Do branch likelihood hints carry through function calls? - c++

I've come across a few scenarios where I want to say a function's return value is likely inside the body of a function, not the if statement that will call it.
For example, say I want to port code from using a LIKELY macro to using the new [[likely]] annotation. But these go in syntactically different places:
#define LIKELY(...) __builtin_expect(!!(__VA_ARGS__),0)
if(LIKELY(x)) { ... }
vs
if(x) [[likely]] { ... }
There's no easy way to redefine the LIKELY macro to use the annotation. Would defining a function like
inline bool likely(bool x) {
if(x) [[likely]] return true;
else return false;
}
propagate the hint out to an if? Like in
if(likely(x)) { ... }
Similarly, in generic code, it can be difficult to directly express algorithmic likelihood information in the actual if statement, even if this information is known elsewhere. For example, a copy_if where the predicate is almost always false. As far as I know, there is no way to express that using attributes, but if branch weight info can propagate through functions, this is a solved problem.
So far I haven't been able to find documentation about this and I don't know a good setup to test this by looking at the outputted assembly.

The story appears to be mixed for different compilers.
On GCC, I think your inline likely function works, or at least has some effect. Using Compiler Explorer to test differences on this code:
inline bool likely(bool x) {
if(x) [[likely]] return true;
else return false;
}
//#define LIKELY(x) likely(x)
#define LIKELY(x) x
int f(int x) {
if (LIKELY(!x)) {
return -3548;
}
else {
return x + 1;
}
}
This function f adds 1 to x and returns it, unless x is 0, in which case it returns -3548. The LIKELY macro, when it's active, indicates to the compiler that the case where x is zero is more common.
This version, with no change, produces this assembly under GCC 10 -O1:
f(int):
test edi, edi
je .L3
lea eax, [rdi+1]
ret
.L3:
mov eax, -3548
ret
With the #define changed to the inline function with the [[likely]], we get:
f(int):
lea eax, [rdi+1]
test edi, edi
mov edx, -3548
cmove eax, edx
ret
That's a conditional move instead of a conditional jump. A win, I guess, albeit for a simple example.
This indicates that branch weights propagate through inline functions, which makes sense.
On clang, however, there is limited support for the likely and unlikely attributes, and where there is it does not seem to propagate through inline function calls, according to #Peter Cordes 's report.
There is, however, a hacky macro solution that I think also works:
#define EMPTY()
#define LIKELY(x) x) [[likely]] EMPTY(
Then anything like
if ( LIKELY(x) ) {
becomes like
if ( x) [[likely]] EMPTY( ) {
which then becomes
if ( x) [[likely]] {
.
Example: https://godbolt.org/z/nhfehn
Note however that this probably only works in if-statements, or in other cases that the LIKELY is enclosed in parentheses.
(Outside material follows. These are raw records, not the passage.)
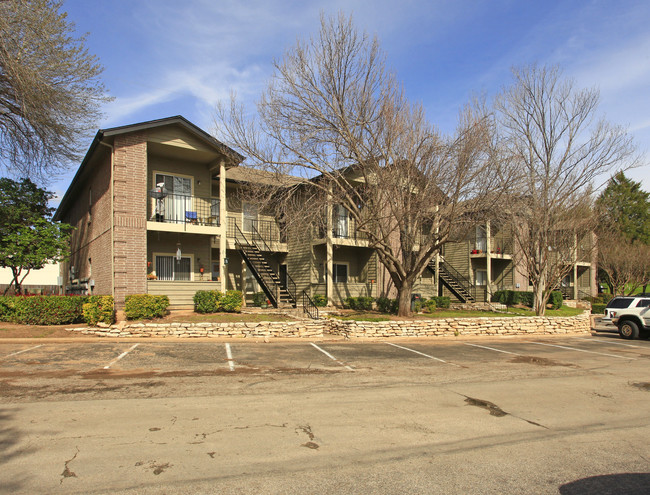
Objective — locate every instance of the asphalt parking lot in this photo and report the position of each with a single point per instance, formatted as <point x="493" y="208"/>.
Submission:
<point x="561" y="414"/>
<point x="164" y="358"/>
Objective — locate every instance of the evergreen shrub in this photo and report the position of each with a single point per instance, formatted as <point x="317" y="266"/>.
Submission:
<point x="99" y="309"/>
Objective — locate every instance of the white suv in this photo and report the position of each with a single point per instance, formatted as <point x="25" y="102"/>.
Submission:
<point x="631" y="314"/>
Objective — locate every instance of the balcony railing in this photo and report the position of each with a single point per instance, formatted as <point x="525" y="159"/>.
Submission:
<point x="181" y="209"/>
<point x="344" y="228"/>
<point x="268" y="230"/>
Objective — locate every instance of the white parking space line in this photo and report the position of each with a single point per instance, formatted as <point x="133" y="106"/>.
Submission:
<point x="582" y="350"/>
<point x="423" y="354"/>
<point x="20" y="352"/>
<point x="231" y="362"/>
<point x="332" y="357"/>
<point x="608" y="341"/>
<point x="120" y="356"/>
<point x="493" y="349"/>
gcc 10.2 at least is able to make this deduction (with -O2).
If we consider the following simple program:
void foo();
void bar();
void baz(int x) {
if (x == 0)
foo();
else
bar();
}
then it compiles to:
baz(int):
test edi, edi
jne .L2
jmp foo()
.L2:
jmp bar()
However if we add [[likely]] on the else clause, the generated code changes to
baz(int):
test edi, edi
je .L4
jmp bar()
.L4:
jmp foo()
so that the not-taken case of the conditional branch corresponds to the "likely" case.
Now if we pull the comparison out into an inline function:
void foo();
void bar();
inline bool is_zero(int x) {
if (x == 0)
return true;
else
return false;
}
void baz(int x) {
if (is_zero(x))
foo();
else
bar();
}
we are again back to the original generated code, taking the branch in the bar() case. But if we add [[likely]] on the else clause in is_zero, we see the branch reversed again.
clang 10.0.1 however does not demonstrate this behavior and seems to ignore [[likely]] altogether in all versions of this example.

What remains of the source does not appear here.